Forget Associated Press guidelines. Ignore rules about not starting a sentence with "but." Real people end their sentences with prepositions. People in conversations usually interrupt each other, so sentences are rarely complete. Study the specific slang and dialect that would be typical of your character, and ignore the red-lined spelling corrections of your word processor.Remember that talk is often cheap. Try to "show" rather than tell. For example, instead of having Carol say "I'm scared," have her hide under the bed. Her actions will speak louder than her words, which brings us to the subject of stage directions.

Stage Directions

Stage directions are a controversial issue. While they are an important element of any play, play writers are often advised to avoid directing their characters. The actors and directors will want to play with the characters actions, which may change according to the set and the space on the stage. As such, your stage directions can be used as a guideline, but they may change if your play is produced.

Formatting a Play

Even the best play will not be accepted if the structure and format are incorrect. You will need to decide whether you want to write a one-act or a full-length play. One act plays are shorter, and are often placed on the same bill with other one-act plays. They should require minimal set changes. Full-length plays consist of two acts, with two or three scene changes. Keep in mind that scene changes require set changes. If you put in too many changes, most theater companies will not be able to afford to produce your play.

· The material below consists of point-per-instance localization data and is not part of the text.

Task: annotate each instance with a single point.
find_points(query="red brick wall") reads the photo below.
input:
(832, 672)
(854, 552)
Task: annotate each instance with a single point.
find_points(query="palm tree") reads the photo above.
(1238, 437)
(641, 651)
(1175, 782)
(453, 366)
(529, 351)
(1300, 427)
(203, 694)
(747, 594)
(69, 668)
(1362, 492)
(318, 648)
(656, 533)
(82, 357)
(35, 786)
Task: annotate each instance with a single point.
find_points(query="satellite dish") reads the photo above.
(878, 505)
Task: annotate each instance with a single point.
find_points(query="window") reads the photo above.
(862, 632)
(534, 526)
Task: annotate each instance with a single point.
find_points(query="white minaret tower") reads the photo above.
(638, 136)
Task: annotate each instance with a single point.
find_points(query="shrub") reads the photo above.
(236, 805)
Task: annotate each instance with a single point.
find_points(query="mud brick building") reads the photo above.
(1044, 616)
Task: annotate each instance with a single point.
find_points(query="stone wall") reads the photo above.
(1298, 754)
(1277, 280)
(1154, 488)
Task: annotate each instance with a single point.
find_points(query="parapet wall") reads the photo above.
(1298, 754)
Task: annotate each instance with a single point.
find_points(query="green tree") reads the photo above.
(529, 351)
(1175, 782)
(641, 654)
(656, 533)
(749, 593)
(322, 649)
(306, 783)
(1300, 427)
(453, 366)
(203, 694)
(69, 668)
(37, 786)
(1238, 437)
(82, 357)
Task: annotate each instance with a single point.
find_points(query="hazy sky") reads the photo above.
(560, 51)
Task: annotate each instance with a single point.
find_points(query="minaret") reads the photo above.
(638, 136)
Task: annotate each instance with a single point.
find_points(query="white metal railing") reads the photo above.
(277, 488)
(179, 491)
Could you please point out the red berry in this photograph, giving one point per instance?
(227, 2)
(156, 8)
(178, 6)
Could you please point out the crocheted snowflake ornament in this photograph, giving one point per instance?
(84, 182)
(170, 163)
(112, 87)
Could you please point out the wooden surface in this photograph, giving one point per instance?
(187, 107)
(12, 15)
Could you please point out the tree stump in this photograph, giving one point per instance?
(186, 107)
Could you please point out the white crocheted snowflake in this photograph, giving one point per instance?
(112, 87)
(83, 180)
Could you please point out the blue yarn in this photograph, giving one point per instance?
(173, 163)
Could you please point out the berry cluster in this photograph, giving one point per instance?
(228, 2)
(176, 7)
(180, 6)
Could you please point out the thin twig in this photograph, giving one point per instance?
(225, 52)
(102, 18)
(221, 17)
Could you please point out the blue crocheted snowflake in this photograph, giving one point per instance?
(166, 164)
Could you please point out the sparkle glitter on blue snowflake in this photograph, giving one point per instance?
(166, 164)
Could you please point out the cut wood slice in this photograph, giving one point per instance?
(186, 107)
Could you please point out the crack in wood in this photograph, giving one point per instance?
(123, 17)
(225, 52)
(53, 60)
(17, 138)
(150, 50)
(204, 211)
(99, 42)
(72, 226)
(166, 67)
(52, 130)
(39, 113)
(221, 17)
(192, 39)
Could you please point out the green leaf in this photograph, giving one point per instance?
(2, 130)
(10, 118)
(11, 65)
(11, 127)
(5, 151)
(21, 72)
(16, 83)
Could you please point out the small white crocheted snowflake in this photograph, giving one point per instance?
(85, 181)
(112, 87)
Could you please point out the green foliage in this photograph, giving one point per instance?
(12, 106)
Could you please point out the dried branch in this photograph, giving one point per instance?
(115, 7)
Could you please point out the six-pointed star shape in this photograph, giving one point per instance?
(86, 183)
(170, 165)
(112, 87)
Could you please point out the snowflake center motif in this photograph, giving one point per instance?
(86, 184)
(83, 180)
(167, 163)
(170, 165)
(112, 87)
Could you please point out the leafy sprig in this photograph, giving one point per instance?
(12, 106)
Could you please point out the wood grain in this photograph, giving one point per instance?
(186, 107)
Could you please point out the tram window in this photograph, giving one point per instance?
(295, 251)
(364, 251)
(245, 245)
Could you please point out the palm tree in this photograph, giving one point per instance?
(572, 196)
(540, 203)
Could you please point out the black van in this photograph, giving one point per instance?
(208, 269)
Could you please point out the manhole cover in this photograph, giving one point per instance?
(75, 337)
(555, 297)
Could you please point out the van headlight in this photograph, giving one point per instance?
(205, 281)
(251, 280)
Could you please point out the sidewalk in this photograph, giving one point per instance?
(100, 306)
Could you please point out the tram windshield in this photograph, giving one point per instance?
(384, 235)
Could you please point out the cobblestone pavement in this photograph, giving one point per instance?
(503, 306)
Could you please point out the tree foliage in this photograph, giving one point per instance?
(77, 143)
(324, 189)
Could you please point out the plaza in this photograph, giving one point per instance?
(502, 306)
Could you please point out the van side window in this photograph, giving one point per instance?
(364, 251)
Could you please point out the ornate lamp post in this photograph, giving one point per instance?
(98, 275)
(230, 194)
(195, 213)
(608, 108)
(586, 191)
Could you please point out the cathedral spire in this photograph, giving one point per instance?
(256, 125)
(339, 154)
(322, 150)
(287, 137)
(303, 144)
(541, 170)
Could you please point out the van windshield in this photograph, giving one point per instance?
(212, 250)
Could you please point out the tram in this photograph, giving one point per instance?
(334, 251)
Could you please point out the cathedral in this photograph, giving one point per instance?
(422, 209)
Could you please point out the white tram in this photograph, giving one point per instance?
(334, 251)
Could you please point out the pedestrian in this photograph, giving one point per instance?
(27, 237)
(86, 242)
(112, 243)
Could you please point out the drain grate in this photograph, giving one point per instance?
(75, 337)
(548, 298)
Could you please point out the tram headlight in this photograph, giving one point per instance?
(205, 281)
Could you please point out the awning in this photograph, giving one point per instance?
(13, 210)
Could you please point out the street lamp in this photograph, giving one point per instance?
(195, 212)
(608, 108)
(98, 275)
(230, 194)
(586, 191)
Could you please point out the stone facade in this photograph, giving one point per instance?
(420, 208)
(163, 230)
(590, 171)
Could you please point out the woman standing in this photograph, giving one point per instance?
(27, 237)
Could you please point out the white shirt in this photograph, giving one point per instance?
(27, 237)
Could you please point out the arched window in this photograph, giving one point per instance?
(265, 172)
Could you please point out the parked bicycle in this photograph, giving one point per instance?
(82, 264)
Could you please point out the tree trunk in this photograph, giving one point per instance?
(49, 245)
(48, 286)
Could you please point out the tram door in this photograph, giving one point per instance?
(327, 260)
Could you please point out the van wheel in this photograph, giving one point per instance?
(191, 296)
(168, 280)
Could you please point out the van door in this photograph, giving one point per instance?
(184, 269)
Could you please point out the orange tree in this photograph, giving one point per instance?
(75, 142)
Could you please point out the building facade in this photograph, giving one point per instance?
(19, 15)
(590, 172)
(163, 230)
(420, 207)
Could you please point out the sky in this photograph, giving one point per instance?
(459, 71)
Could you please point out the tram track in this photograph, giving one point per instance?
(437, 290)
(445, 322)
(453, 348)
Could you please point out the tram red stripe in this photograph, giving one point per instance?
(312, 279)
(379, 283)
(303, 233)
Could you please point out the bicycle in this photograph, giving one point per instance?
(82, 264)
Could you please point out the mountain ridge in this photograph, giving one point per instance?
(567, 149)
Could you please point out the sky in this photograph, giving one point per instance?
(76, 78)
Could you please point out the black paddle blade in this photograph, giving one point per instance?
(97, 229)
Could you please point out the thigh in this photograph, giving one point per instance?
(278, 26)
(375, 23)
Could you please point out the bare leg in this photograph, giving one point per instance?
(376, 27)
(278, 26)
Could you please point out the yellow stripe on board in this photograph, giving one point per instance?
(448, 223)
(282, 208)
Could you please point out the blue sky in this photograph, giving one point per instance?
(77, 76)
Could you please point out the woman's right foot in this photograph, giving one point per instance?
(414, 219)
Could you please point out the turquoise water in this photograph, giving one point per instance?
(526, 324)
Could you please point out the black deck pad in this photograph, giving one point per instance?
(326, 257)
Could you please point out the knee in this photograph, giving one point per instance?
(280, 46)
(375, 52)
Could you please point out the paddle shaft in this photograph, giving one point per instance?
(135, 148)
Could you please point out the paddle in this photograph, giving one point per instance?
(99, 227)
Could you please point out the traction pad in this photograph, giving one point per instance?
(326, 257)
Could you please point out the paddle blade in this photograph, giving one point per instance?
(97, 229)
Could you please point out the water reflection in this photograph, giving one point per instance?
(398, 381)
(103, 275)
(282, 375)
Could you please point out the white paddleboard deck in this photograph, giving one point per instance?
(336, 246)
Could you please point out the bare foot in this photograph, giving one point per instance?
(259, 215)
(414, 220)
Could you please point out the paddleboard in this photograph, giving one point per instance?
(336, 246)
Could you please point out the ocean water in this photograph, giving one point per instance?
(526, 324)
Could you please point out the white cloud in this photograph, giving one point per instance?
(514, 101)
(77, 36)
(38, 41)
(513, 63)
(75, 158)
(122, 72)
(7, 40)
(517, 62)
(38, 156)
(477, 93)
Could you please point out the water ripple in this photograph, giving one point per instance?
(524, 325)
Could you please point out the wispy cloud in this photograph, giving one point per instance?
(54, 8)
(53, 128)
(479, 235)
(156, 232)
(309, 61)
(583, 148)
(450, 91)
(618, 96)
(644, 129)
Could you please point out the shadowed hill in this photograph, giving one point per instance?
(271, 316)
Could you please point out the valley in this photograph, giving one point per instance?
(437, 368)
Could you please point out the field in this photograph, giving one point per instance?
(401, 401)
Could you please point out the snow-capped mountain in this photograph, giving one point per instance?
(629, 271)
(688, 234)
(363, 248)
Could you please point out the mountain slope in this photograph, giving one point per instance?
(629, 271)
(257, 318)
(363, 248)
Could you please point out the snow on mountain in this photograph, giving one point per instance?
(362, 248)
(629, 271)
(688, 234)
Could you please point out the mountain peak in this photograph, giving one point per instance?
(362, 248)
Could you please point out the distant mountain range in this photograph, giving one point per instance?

In general, scene headings are placed in the left margin. They are written in all caps and underlined. Stage directions are centered on the page. They are usually written in italics. The character names are centered on their own line and in uppercase. The lines of dialogue are aligned to the left , and written beneath the character names. Many play writers use a specialized software, such as Final Draft.

Aspiring playwrights need patience, perseverance and the ability to accept harsh criticism. However, the rewards are well worth the effort.